Metode GCP berawal dari program tanggung jawab sosial perusahaan (CSR) PT PGE yang dikembangkan sejak 2018. Sejak saat itu, inovasi ini menjelma menjadi produk unggulan yang mampu menembus pasar internasional.
Tahun 2023 menjadi titik balik bagi Canaya. Kopi ini mulai dipromosikan secara luas untuk bersaing dengan kopi lain yang umumnya dikeringkan menggunakan panas matahari. Hasilnya luar biasa: Canaya kini sudah diekspor ke Jerman dan Jepang, dan menarik minat dari negara-negara lain seperti Korea Selatan, Arab Saudi, dan Kolombia.

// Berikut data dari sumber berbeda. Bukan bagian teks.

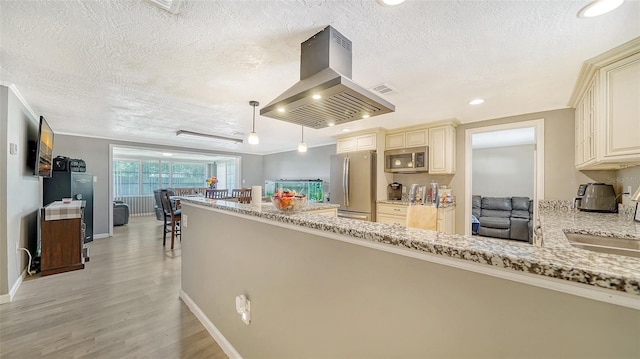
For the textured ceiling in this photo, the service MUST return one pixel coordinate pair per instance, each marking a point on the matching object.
(130, 70)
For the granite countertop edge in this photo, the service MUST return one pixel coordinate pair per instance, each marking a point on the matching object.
(557, 259)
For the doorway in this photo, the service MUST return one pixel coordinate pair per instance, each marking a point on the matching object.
(514, 135)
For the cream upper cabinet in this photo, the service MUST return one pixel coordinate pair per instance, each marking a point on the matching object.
(607, 116)
(407, 139)
(585, 123)
(442, 149)
(416, 138)
(620, 110)
(356, 143)
(394, 141)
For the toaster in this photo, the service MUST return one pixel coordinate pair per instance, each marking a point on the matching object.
(596, 197)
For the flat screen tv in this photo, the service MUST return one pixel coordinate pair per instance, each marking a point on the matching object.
(44, 152)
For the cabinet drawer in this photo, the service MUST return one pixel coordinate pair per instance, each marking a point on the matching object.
(398, 210)
(388, 219)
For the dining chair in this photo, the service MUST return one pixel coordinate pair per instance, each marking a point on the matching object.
(172, 219)
(217, 193)
(243, 195)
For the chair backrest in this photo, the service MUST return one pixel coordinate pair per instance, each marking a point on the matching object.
(242, 194)
(217, 193)
(167, 208)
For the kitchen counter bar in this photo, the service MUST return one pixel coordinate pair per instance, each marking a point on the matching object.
(326, 287)
(557, 259)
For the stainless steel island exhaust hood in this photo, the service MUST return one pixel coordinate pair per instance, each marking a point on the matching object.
(325, 95)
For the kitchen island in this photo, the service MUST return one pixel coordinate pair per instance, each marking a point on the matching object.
(322, 286)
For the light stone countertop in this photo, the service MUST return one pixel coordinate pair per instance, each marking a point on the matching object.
(556, 259)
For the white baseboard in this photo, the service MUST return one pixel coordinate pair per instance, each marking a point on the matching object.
(228, 349)
(6, 298)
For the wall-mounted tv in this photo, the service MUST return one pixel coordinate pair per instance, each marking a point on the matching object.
(44, 153)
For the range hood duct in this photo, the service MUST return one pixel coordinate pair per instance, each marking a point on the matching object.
(325, 70)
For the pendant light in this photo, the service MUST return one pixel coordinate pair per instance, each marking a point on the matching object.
(302, 147)
(253, 136)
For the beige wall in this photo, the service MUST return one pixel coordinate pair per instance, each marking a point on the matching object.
(503, 171)
(561, 179)
(20, 191)
(627, 177)
(316, 297)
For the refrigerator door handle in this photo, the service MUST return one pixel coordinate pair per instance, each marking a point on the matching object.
(347, 165)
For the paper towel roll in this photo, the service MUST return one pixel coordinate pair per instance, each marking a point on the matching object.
(256, 194)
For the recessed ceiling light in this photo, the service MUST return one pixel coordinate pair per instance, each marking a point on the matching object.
(390, 2)
(599, 7)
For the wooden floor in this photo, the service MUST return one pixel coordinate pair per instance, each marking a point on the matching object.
(124, 304)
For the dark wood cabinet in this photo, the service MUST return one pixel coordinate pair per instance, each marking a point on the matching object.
(61, 245)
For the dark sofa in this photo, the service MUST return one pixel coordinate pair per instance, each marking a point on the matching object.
(504, 217)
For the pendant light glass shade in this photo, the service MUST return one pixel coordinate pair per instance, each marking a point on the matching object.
(302, 147)
(253, 136)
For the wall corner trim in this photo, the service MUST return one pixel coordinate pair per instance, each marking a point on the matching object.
(20, 97)
(226, 346)
(6, 298)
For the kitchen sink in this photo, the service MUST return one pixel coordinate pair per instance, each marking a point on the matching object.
(611, 245)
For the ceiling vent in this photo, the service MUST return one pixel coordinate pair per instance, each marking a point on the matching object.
(168, 5)
(383, 89)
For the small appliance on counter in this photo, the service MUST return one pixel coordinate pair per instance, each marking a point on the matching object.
(596, 197)
(418, 194)
(394, 191)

Dalam ajang World of Coffee (WoC) Jakarta 2025, kopi Canaya mencuri perhatian banyak pelaku industri. Dari pameran itu, Deden berhasil mendapatkan pesanan besar: 10 ton kopi arabika dari Jerman dan 5 ton dari Jepang dengan nilai jual mencapai Rp450 ribu per kilogram untuk kopi siap saji.

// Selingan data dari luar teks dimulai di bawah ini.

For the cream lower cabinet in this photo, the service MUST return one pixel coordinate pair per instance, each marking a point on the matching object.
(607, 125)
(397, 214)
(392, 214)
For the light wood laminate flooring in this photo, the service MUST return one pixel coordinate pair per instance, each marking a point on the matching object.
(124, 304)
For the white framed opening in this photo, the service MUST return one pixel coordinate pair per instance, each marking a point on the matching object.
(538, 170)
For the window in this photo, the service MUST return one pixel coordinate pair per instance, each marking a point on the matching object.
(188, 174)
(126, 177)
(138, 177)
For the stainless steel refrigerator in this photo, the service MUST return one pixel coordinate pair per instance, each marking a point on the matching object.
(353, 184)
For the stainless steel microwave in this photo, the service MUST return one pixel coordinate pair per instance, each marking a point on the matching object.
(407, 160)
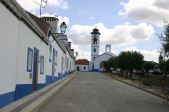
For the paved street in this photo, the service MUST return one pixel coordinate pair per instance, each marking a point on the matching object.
(94, 92)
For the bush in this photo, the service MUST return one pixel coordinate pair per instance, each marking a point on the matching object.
(155, 81)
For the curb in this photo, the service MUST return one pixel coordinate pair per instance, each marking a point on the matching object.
(153, 93)
(45, 95)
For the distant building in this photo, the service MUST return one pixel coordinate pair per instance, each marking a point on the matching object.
(97, 61)
(82, 65)
(31, 54)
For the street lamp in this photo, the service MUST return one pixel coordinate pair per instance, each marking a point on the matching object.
(76, 54)
(63, 27)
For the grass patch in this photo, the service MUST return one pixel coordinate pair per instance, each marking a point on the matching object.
(155, 80)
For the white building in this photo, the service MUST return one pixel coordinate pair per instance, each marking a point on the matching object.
(82, 65)
(31, 54)
(97, 61)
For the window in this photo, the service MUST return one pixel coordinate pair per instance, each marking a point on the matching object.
(50, 53)
(94, 40)
(41, 64)
(29, 60)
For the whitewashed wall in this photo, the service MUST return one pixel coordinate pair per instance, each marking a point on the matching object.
(8, 50)
(81, 68)
(99, 59)
(27, 38)
(60, 55)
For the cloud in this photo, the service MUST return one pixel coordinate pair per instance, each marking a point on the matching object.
(32, 5)
(149, 55)
(82, 54)
(151, 11)
(92, 17)
(121, 35)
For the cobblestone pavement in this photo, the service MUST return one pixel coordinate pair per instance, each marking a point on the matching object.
(95, 92)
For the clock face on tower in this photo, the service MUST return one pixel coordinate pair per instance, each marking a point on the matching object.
(95, 44)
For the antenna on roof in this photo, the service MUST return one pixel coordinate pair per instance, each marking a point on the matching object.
(42, 6)
(96, 22)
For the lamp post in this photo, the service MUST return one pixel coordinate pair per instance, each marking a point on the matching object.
(76, 54)
(63, 27)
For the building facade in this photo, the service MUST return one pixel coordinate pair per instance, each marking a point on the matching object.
(82, 65)
(97, 61)
(32, 56)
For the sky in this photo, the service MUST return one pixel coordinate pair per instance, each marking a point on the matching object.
(125, 24)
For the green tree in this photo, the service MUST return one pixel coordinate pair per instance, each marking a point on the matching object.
(130, 60)
(164, 37)
(112, 63)
(164, 55)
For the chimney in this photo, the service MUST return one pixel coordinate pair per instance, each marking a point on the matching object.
(53, 21)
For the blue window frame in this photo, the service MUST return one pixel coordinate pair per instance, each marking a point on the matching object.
(41, 64)
(29, 60)
(56, 54)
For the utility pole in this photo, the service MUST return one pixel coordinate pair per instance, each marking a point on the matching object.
(42, 6)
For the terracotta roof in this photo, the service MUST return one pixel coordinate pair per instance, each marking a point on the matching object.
(82, 62)
(42, 24)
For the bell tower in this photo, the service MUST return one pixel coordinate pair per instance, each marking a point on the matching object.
(95, 41)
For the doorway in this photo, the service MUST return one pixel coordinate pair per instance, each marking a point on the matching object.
(35, 69)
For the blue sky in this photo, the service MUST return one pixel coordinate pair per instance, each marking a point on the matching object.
(125, 24)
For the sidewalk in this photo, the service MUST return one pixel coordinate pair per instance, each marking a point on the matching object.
(34, 101)
(153, 90)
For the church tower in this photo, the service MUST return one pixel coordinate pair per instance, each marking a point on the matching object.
(95, 41)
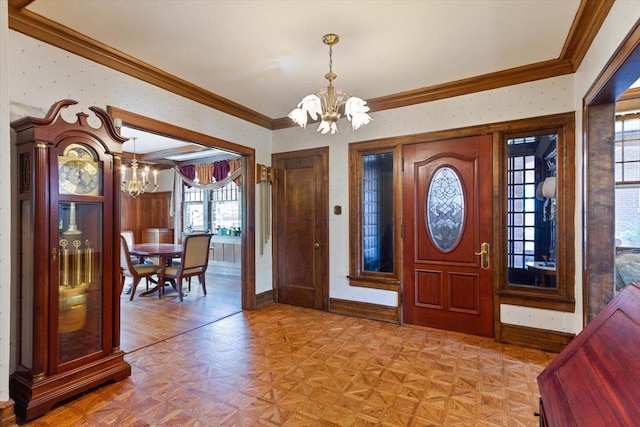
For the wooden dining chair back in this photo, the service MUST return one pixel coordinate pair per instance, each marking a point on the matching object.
(134, 271)
(195, 259)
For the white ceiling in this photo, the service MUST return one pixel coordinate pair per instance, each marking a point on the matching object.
(267, 55)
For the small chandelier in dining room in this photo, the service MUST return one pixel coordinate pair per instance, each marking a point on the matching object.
(135, 185)
(326, 103)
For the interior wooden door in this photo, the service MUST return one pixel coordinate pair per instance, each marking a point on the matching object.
(447, 219)
(301, 228)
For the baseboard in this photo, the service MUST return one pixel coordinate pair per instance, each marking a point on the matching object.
(264, 298)
(364, 309)
(7, 416)
(541, 339)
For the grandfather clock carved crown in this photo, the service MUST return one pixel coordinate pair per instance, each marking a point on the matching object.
(68, 322)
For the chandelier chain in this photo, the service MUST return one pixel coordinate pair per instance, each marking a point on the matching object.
(330, 59)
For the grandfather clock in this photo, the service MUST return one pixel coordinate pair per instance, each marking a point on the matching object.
(68, 323)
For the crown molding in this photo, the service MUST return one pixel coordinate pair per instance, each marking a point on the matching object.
(588, 20)
(586, 24)
(40, 28)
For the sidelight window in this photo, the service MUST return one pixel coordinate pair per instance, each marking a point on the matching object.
(373, 212)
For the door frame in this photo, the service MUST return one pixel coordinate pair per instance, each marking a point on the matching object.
(323, 152)
(248, 237)
(598, 117)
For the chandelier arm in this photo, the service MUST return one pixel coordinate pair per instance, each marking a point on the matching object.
(331, 101)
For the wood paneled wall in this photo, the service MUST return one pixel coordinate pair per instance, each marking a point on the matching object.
(150, 210)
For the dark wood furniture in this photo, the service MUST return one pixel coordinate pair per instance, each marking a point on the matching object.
(195, 259)
(165, 252)
(595, 380)
(68, 318)
(136, 271)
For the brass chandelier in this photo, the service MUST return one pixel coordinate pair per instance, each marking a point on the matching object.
(326, 103)
(136, 186)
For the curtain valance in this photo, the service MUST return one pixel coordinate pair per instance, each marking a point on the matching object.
(211, 176)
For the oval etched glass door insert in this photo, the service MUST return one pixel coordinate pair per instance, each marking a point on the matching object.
(445, 209)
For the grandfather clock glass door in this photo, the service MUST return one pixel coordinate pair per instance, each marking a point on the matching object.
(77, 232)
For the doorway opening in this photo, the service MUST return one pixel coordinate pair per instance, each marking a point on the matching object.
(225, 212)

Namun, kapasitas produksi masih terbatas. Deden mengaku hanya mampu menghasilkan sekitar 20 ton kopi per musim panen, jauh di bawah potensi 1.500 ton ceri kopi yang dihasilkan dari 225 hektare lahan di wilayah Kamojang.

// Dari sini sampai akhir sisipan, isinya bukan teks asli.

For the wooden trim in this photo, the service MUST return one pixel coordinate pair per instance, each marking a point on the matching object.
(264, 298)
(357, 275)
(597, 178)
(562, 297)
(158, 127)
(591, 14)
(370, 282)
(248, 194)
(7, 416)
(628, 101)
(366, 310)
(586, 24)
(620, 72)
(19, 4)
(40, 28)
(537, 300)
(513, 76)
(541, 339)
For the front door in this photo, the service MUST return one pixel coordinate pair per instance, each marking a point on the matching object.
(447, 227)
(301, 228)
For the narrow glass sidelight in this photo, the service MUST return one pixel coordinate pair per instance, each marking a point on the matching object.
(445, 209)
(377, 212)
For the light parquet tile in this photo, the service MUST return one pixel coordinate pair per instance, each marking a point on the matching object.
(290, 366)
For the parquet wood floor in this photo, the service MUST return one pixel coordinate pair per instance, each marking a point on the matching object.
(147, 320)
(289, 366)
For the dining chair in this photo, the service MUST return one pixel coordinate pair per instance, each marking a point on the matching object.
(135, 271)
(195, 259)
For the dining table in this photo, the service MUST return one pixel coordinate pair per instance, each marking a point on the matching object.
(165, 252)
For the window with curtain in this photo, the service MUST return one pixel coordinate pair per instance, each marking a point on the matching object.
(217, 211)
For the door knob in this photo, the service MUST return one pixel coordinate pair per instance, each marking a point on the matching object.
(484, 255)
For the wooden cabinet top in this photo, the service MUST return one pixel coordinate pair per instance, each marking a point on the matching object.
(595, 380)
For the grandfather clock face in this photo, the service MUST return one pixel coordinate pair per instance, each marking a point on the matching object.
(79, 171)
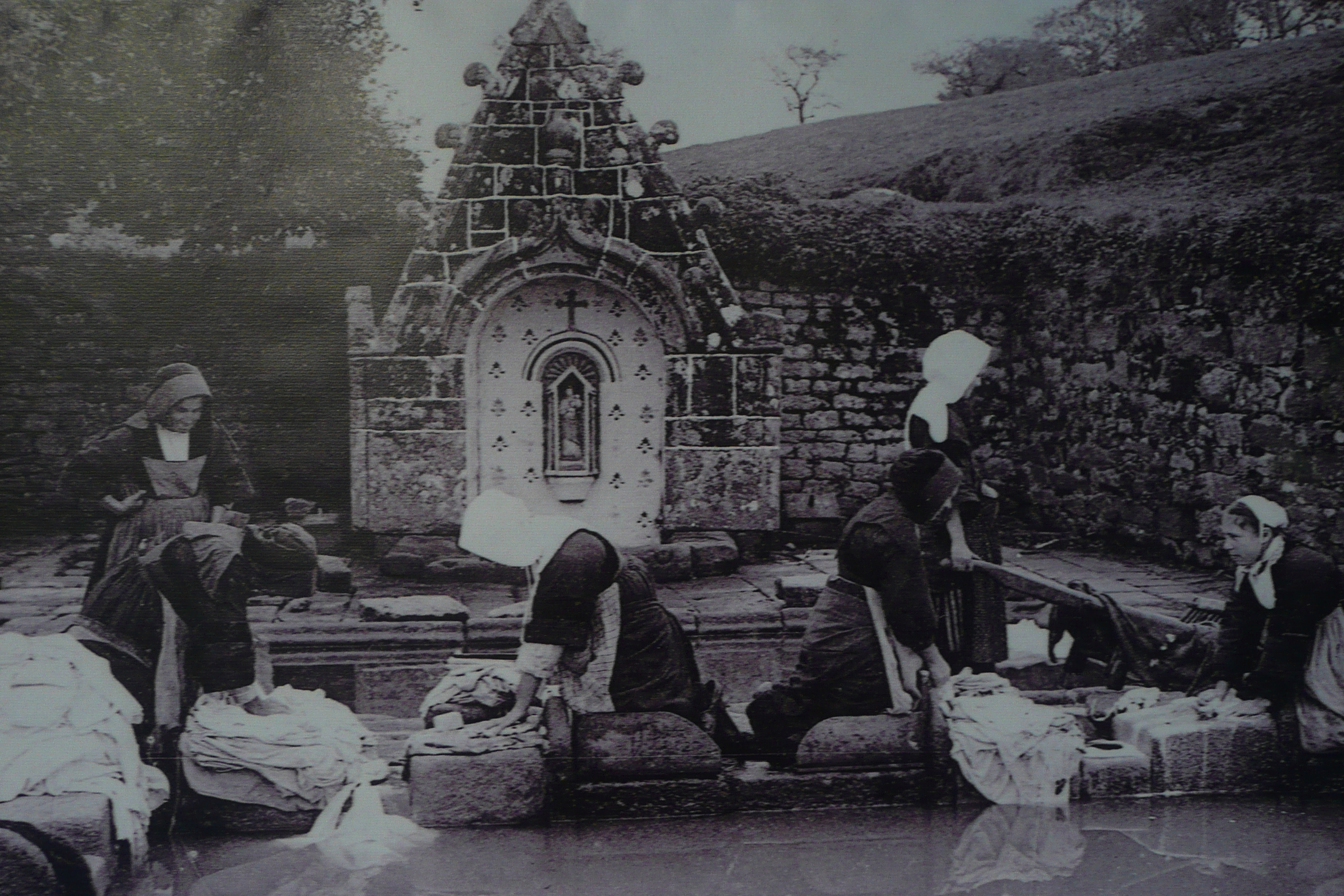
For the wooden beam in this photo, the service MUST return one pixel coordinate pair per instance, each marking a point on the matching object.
(1035, 586)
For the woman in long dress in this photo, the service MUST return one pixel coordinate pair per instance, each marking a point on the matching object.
(167, 465)
(973, 628)
(840, 669)
(1283, 633)
(593, 621)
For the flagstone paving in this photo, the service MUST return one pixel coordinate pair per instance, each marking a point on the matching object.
(43, 578)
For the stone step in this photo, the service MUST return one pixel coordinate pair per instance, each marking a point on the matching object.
(81, 821)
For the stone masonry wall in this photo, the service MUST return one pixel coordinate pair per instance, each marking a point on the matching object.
(1136, 424)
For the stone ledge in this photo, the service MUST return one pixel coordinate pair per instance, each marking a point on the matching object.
(1124, 771)
(494, 789)
(298, 636)
(760, 790)
(82, 821)
(624, 746)
(800, 590)
(334, 575)
(649, 798)
(420, 608)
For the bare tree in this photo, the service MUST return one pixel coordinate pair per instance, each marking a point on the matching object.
(800, 73)
(988, 66)
(1093, 37)
(1096, 36)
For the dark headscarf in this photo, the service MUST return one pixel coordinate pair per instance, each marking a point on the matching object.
(174, 383)
(922, 481)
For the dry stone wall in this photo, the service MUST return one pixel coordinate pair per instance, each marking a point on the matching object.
(1144, 379)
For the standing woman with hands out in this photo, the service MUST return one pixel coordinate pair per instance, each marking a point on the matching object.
(972, 620)
(166, 465)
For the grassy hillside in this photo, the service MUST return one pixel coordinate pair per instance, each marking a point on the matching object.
(1230, 125)
(1158, 255)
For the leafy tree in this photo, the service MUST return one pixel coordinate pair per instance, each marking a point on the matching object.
(198, 181)
(991, 66)
(800, 76)
(224, 124)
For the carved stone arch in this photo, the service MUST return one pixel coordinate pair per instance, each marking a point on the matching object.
(572, 252)
(601, 352)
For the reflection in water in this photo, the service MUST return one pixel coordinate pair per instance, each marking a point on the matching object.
(1016, 843)
(1107, 848)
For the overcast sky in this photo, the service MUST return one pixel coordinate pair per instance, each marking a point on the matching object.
(702, 58)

“Kita hanya mampu menyerap 15 persenan, sementara permintaan kopi ke kami itu luar biasa bisa sampai 40 sampai 50 ton,” tuturnya sebagaimana dikutip dari laman resmi Indonesia.go.id.
Keunggulan utama metode pengeringan geotermal adalah kontrol suhu yang stabil. Proses pengeringan yang biasanya memakan waktu hingga satu bulan dengan sinar matahari dapat dipangkas menjadi hanya 8–10 hari menggunakan panas bumi.
“Setiap kopi tentu punya rasa tersendiri, termasuk kopi di sini. Saya mengukurnya, kalau ada pembelian berulang berarti ada indikasi bahwa kopi kita enak, dan konsisten,” ujar Deden.
Selain efisien, metode ini juga ramah lingkungan dan menjamin cita rasa kopi yang lebih konsisten.
Sebagai mitra penggerak, Community Development Officer Area PGE Kamojang, Reyhana Rashellasida, menegaskan komitmen perusahaan untuk terus mendampingi Deden dalam memperluas ekspor kopi Canaya.
“Ekspor perdana kopi hasil geotermal ke Jerman dan Jepang telah membuktikan bahwa produk ini sudah memenuhi standar pasar global,” ujarnya.
PT PGE bahkan telah mengantongi Sertifikat Paten Sederhana dari Kementerian Hukum dan HAM pada tahun 2024 untuk inovasi pengeringan kopi berbasis panas bumi tersebut.
Dengan inovasi yang berakar dari bumi Kamojang, kopi Canaya kini bukan sekadar minuman, tetapi simbol kreativitas energi terbarukan dan bukti bahwa teknologi hijau dapat menyatu harmonis dengan kearifan lokal.